2016: Volume 9, Issue 2, pp. 65-81

Representing, Narrating, and Translating the Syrian Humanitarian Disaster
in The Guardian and The New York Times

Fadi Jaber


Many scholars have attempted to understand certain aspects of translation and its fundamental role in constituting reality and representing the Other during media news coverage of international events. However, translation is often an invisible activity during such coverage. The relationship between translation and representation of the Other in the global media and news texts raises ethical questions about translation and textual manipulation. This dilemma is reinforced by the media’s selection of specific quotations and narratives for translating and publishing. It also imposes the question of media responsibility and translators’ ethics towards representing the Other, especially when the media deal with international events.

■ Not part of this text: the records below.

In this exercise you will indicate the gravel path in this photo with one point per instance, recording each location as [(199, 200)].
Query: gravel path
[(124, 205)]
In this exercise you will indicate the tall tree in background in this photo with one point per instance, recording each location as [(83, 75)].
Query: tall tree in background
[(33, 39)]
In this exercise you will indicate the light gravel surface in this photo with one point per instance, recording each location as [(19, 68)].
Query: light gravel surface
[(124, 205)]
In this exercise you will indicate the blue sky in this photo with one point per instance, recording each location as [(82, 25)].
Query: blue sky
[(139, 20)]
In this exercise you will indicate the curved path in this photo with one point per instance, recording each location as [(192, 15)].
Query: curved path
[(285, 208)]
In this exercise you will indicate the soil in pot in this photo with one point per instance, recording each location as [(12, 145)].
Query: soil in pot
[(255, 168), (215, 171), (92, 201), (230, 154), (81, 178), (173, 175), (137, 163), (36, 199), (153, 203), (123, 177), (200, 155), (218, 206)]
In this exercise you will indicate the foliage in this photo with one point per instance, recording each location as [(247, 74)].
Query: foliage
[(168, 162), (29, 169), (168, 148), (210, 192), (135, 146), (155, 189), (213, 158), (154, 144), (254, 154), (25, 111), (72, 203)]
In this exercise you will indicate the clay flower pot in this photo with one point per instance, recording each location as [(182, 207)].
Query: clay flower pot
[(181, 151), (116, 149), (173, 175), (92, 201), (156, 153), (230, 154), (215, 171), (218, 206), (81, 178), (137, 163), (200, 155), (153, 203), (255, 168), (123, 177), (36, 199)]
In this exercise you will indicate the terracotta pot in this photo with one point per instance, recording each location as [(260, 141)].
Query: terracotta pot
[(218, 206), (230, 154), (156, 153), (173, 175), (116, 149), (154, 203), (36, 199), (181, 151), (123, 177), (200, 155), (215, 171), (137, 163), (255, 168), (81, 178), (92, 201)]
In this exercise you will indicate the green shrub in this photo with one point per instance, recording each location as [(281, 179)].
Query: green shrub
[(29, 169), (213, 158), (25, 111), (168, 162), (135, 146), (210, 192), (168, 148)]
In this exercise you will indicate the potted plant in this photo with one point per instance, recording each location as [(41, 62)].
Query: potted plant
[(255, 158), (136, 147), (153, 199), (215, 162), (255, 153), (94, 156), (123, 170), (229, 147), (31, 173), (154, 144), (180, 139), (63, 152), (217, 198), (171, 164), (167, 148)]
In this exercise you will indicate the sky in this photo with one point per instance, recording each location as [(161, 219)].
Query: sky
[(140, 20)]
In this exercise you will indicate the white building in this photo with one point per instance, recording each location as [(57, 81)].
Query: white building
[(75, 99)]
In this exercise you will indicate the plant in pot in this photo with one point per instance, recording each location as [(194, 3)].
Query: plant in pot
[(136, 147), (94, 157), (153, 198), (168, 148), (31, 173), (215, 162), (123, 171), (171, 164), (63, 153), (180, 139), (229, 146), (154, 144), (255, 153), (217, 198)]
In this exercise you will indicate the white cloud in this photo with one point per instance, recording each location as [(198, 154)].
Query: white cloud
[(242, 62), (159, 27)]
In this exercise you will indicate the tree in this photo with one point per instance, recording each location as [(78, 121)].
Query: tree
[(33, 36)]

The majority of media codes of ethics do not mention translation as a fundamental factor in ensuring and maintaining news accuracy and objectivity as well as fair representation of the Other. This paper scrutinizes media responsibility and translation ethics based on The Guardian and The New York Times’ representation of the Syrian humanitarian disaster (SHD) as embedded in the translated quotations and narratives told by Syrian citizen journalists (residents, refugees, protesters, eyewitnesses, and activists). To do so, it draws on Mona Baker’s narrative theory, on Stuart Hall and Edward Said’s theory of representation, and on media responsibility and translation ethics theoretical approaches. Accordingly, the corpus consists of 326 news texts distributed as follows: 177 news texts from The Guardian and 149 news texts from The New York Times. This represents a three-year timeframe of the SHD, from March 2011 to February 2014. The findings provide further understanding of the media’s responsibility in representing the events of the Other and translation ethical practices in the text.